Measures:
Rehabilitation
selection processes are assessment for rehabilitation needs, referral
for rehabilitation and receipt of rehabilitation. Functional impairment
following stroke is modified Rankin Scale (mRS).
Results:
We
recruited 504 patients, median age 73 years (interquartile range
(IQR) = 62–82), between July 2016 and January 2017. Of these, 90%
(454/504) were assessed for rehabilitation needs, 76% (381/504) referred
for rehabilitation, and 72% (363/504) received any rehabilitation.

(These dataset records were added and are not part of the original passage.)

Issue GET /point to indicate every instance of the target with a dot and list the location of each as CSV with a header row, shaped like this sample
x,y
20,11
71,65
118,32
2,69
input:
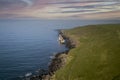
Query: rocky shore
x,y
58,61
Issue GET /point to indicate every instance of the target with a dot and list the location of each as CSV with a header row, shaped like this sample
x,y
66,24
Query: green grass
x,y
97,56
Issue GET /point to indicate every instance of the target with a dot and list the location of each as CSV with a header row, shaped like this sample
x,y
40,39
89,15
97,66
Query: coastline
x,y
57,62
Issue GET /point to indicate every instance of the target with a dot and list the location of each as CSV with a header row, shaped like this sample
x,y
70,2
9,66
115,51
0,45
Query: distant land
x,y
96,56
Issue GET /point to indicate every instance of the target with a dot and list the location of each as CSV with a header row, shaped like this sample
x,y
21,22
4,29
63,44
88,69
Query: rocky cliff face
x,y
58,61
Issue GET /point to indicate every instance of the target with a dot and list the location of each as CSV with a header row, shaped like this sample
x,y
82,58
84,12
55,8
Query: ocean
x,y
26,45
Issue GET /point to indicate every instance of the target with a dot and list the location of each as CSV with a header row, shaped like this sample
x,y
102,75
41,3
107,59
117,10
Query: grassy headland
x,y
97,55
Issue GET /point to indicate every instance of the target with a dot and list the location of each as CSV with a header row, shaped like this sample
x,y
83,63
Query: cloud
x,y
60,9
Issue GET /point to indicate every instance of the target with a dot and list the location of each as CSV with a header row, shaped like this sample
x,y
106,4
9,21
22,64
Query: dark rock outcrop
x,y
58,61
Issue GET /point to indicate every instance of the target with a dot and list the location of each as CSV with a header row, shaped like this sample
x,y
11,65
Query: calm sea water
x,y
26,45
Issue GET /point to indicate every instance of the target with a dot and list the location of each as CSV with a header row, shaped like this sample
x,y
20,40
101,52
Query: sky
x,y
60,9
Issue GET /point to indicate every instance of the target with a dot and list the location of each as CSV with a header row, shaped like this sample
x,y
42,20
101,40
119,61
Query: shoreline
x,y
57,62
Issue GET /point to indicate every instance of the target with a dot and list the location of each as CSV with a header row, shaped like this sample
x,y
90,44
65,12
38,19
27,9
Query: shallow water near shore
x,y
26,45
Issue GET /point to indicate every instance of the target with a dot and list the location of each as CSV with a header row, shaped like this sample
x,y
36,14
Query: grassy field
x,y
97,55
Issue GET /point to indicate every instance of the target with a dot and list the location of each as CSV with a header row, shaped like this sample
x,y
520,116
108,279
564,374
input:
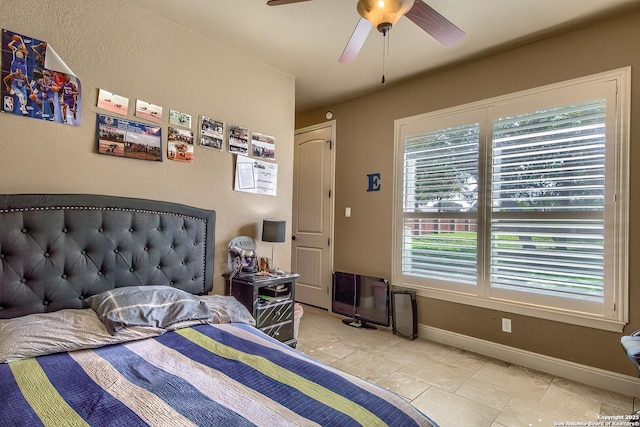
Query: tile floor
x,y
455,387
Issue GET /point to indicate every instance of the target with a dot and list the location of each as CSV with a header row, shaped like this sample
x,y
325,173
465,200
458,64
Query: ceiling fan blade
x,y
356,41
279,2
440,28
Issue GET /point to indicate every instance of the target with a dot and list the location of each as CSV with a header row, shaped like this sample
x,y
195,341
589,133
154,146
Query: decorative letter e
x,y
374,182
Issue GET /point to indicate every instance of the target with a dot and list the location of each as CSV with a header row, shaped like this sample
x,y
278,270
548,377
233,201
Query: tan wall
x,y
122,48
365,145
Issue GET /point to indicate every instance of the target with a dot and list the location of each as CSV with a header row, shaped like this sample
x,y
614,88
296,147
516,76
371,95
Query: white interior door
x,y
311,248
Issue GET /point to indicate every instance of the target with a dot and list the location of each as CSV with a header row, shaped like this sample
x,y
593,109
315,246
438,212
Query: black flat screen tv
x,y
363,299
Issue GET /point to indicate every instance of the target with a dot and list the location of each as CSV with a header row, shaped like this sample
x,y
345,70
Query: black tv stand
x,y
357,323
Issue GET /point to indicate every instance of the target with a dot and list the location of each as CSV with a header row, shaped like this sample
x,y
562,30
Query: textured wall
x,y
113,45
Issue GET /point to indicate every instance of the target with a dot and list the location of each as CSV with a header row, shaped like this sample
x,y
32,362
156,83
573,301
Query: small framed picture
x,y
211,133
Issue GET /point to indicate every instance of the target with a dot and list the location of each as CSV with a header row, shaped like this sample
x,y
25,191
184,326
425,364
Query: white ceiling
x,y
306,39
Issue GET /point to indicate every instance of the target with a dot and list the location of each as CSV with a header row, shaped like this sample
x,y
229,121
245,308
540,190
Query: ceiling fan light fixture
x,y
383,14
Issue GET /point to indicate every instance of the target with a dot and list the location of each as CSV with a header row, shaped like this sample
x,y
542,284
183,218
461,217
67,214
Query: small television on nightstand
x,y
363,299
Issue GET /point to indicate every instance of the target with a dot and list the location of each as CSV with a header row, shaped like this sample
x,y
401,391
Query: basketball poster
x,y
36,83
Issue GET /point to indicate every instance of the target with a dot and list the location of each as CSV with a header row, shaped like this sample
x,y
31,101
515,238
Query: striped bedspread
x,y
207,375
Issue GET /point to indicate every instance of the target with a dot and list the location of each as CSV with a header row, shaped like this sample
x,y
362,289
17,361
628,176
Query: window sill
x,y
521,309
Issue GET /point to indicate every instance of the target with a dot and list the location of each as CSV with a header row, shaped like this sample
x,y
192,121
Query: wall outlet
x,y
506,325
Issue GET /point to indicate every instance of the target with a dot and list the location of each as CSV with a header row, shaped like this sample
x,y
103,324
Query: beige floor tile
x,y
438,373
405,385
456,388
365,365
491,395
450,410
515,380
624,403
526,413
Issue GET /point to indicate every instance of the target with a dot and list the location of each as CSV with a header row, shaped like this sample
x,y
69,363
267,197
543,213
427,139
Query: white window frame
x,y
615,312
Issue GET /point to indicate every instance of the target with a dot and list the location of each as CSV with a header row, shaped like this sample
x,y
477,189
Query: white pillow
x,y
60,331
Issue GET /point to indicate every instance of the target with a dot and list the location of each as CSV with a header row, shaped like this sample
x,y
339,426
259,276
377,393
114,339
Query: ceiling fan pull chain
x,y
385,50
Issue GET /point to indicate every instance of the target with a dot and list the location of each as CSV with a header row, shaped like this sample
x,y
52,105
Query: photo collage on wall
x,y
180,140
32,90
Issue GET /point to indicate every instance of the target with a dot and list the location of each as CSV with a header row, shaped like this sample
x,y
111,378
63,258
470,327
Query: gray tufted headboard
x,y
57,249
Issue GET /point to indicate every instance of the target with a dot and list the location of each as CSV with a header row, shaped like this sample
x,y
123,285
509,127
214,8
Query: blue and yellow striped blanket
x,y
207,375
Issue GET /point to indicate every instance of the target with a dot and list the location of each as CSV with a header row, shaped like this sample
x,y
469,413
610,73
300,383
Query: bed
x,y
107,318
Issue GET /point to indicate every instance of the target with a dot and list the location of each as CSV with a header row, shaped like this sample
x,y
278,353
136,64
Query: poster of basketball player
x,y
211,133
30,89
125,138
180,145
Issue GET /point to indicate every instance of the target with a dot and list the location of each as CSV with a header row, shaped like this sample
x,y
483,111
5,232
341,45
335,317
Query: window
x,y
519,203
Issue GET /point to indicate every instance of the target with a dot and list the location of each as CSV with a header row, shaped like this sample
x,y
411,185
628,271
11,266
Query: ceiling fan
x,y
383,14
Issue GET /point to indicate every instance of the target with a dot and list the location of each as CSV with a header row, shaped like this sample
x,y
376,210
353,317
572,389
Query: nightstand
x,y
273,310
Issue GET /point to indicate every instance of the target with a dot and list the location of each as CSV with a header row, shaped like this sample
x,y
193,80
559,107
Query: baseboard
x,y
595,377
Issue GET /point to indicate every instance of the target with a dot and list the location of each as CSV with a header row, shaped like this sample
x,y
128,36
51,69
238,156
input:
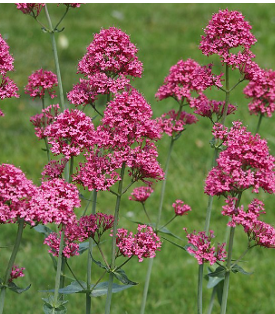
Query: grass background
x,y
164,33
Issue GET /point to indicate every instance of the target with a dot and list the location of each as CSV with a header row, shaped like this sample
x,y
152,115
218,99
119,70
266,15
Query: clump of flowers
x,y
16,272
225,31
141,194
186,77
203,250
70,133
33,9
244,163
262,91
143,244
8,88
15,193
181,208
40,82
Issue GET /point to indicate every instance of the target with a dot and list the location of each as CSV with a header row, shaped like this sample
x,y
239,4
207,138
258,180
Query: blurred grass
x,y
164,33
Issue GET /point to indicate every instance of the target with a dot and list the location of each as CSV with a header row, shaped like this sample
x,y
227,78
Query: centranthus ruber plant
x,y
102,140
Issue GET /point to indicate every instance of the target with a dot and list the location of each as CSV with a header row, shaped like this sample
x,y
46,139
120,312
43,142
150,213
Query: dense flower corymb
x,y
112,53
143,244
41,81
227,30
244,163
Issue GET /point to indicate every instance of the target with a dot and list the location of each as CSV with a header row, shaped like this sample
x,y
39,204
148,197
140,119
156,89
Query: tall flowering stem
x,y
11,263
60,86
111,276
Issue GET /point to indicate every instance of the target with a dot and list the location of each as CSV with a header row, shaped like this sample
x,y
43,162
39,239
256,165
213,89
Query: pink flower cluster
x,y
16,272
141,194
41,81
70,133
227,30
42,120
8,88
257,231
186,77
262,91
92,226
33,9
202,248
172,123
15,193
181,208
143,244
244,163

There was significant variation in all rehabilitation selection
processes across sites (
P < 0.05). In multivariable analyses,
stroke unit care (odds ratio (OR) = 2.7; 95% confidence interval
(CI) = 1.1, 6.6) and post stroke functional impairment (severe stroke
mRS 4–5: OR = 10.9; 95% CI = 4.9, 24.6) were associated with receiving
an assessment for rehabilitation. Receipt of rehabilitation was more
likely following assessment (OR = 6.5; 95% CI = 2.9, 14.6) but less
likely in patients with dementia (OR = 0.2; 95% CI = 0.1, 0.9),
end-stage medical conditions (OR = 0.4; 95% CI = 0.2, 0.8) or ischaemic
stroke (OR = 0.4; 95% CI = 0.1, 0.9). The odds of receiving
rehabilitation increased with greater impairment: OR = 3.0 (95%
CI = 1.5, 4.9) for mRS 2–3 and OR = 12.5 (95% CI = 6.5, 24.3) for mRS
4–5. Among patients with mild-moderate impairment (mRS 2–3), 39/117
(33%) received no rehabilitation.
Conclusions:
There
was significant inter-site variation in rehabilitation selection
processes
(There should be no variation). The major factors influencing rehabilitation access were
assessment for rehabilitation needs, co-morbidities and post-stroke
functional impairment. Gaps in access to rehabilitation were found in
those with mild to moderate functional impairment.